CS Lessons #002: Data structures

There is a very good, classic book Data structures + algorithms = programs by Niklaus Wirth. I really like this title, because it explains in simple way what are the two fundamental components of any software program. With technology that we have available today: high-level programming languages, ubiquitous libraries and frameworks, those two fundamental components are hidden from us, developers. By using those libraries and frameworks we are more productive, but we are also limited by their capabilities. If you want to write great software and don’t want to be limited you should look beyond those standard tools and learn about basics.

This article should help you with that. It puts emphasis on data structures, but you will also learn about algorithms that operates on those data structures. As Wirth wrote in his book, data structures and algorithms are highly related.

In this article I will cover what are data structures, how can you measure their performance and how can you actually implement them.

What are data structures?

Data structures are objects that organize data and implement various operations that can be performed on them. All data structures share the same set of operations like adding new elements, removing elements or finding elements in data structure. The difference lies in how these data are organized inside data structure and how well particular data structure will perform some of those operations.

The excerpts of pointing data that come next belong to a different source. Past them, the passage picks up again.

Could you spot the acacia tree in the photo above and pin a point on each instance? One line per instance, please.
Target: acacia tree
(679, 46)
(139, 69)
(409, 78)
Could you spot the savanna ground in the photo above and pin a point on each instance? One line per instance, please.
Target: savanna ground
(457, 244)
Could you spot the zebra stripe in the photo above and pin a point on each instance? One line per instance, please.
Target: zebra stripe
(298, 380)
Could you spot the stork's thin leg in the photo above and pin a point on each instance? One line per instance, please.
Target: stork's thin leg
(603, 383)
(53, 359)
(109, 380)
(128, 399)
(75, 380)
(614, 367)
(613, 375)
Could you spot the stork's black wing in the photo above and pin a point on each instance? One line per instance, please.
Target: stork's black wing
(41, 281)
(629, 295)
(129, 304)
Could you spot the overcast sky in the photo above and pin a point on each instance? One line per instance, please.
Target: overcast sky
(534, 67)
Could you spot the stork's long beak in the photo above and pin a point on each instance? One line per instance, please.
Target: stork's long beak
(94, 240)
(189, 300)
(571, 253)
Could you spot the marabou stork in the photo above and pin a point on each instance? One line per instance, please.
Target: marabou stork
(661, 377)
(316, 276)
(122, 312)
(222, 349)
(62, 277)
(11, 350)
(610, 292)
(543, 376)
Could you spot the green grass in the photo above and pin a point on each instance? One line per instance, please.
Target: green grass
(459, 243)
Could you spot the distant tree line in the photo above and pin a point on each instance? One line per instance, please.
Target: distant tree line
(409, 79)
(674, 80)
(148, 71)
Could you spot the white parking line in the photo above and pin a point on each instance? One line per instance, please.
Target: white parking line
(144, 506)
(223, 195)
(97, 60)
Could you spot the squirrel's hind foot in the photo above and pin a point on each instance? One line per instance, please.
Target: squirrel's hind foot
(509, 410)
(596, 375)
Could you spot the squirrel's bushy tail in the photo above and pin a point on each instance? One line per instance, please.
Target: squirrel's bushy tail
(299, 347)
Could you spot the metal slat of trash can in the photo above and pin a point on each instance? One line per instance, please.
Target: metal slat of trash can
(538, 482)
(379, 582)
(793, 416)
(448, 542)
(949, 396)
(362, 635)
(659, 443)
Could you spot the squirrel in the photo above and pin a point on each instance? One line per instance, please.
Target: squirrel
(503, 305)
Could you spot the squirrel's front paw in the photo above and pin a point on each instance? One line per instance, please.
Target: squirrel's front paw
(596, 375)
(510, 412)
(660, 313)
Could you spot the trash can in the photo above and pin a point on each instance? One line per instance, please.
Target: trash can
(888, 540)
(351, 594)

To write efficient program you need to be aware of this fact and choose appropriate data structure for the job. If your program requires to do a lot of insert operations and from time to time there is a need to perform search operation, you can use data structure that is very fast at adding new elements, but can be slow at searching elements.

Data Abstraction

Some developers when thinking about data structures they think in terms of implementation. Especially in cases of data structures that are built-in in programming languages such as arrays or hash-maps. You should avoid that, because when you think about implementation it will hard to understand how those data structures and algorithms work on higher level.

I think the best way to understand that is to think in an abstract way with the help of piece of paper. You can always draw how do you think data is organized and then simulate specific algorithms by changing this data on paper.

When you have the understanding of how everything works on this higher level you can start thinking about implementation in actual computer program.

Performance of algorithms

As I mentioned earlier various data structures generally implement the same set of operations, but performance of those operations may differ. To measure the performance of such operations or actually any algorithm we can use time complexity analysis.

This is quite complex topic, that requires fairly good amount of math knowledge. But if you don’t plan on inventing your own algorithms and proving their time complexity, you can live without it. In this article I will focus only on some basic rules to follow to calculate correct time complexity.

To represent time complexity, Big O notation is used. It is basically a function that depends on the size of input. For example, if array of size n (where n can be between 0 or 1000) is an input for algorithm, the time complexity of such algorithm can be O(n) or O(n^2) etc.

O(n) means that this algorithm will run in time proportional to the size of the input. Or in other words, if input size increase 10 times, run time will also increase 10 times.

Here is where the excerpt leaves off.